I first met Cook in grade school studying Wolfe’s victory at the Plains of Abraham, where Wolfe won for Britain the right to colonize Canada. Credit is given to James Cook for his great accuracy charting the dangerous sand banks of the St. Lawrence River.
This was just another accomplishment in the life of James Cook and historians seldom notice it, because each of Cook’s accomplishments was more surprising than the last.
I started to collect and study Captain Cook early on so when the 1968 bi-centennial started to come on. I decided to add any Cook item to my collection and 'of course' I wanted all pertinent information, to go with the items and so researched every medal issued and eventually felt this detail should be preserved.

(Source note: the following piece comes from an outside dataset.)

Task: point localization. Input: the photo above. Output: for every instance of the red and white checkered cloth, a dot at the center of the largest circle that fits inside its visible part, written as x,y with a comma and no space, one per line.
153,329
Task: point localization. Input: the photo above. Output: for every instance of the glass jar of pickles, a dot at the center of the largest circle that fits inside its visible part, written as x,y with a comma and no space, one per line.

Thus I wrote a book called Faces of Captain Cook: A record of the coins and medals of James Cook, which was published as a private venture by me in 1983 (ISBN 0-9690755-1-0).

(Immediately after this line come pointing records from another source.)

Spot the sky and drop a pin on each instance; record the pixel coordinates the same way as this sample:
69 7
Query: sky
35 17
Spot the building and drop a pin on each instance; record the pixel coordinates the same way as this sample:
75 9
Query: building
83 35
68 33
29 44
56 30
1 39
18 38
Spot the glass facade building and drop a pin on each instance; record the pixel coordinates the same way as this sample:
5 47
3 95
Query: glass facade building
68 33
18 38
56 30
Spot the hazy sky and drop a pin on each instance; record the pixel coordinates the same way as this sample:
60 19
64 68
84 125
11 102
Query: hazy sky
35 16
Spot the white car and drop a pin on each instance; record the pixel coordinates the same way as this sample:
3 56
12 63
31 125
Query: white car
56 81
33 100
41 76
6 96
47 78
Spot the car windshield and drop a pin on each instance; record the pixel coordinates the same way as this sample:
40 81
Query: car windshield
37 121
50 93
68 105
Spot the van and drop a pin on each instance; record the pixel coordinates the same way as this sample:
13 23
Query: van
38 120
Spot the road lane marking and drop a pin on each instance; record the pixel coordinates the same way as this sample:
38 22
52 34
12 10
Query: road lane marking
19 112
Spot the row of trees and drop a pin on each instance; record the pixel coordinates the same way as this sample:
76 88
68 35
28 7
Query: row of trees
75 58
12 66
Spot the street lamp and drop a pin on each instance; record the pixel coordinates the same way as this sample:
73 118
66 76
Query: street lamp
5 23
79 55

There were no cameras in Cook’s time, and with his absence from England for long periods, few portraits were produced. Perhaps the two most famous would be Nathaniel Dance’s noble portrait from life in 1776 and the face by John Webber.
The Royal Society commissioned Chief Engraver Lewis Pingo to create the admirable bust and memorial medal and John Flaxman, R.A.. was engaged and produced the high relief bust for Josiah Wedgwood; both in 1784. These works can be considered as contemporary, and with the Parkinson and Hodges’ (1777) paintings, complete the only likenesses from the period.
However, a host of talented artists through the years have created their depictions of James Cook based on the knowledge of the man’s life, deeds and character. My catalogue shows many of these “faces of Cook”.
I have numbered the items for my use in organizing the material. The system is chronological. Where a medal was issued in different sizes, they are shown as A, B, C, etc. Medals with some definite or important difference in the dies take separate numbers; for example, different dates. Different metals, same die designs, use same number. There are 118 medals issued between 1772 and 1980 and 21 coins issued between 1928 and 1979 around the world. Most of them are illustrated.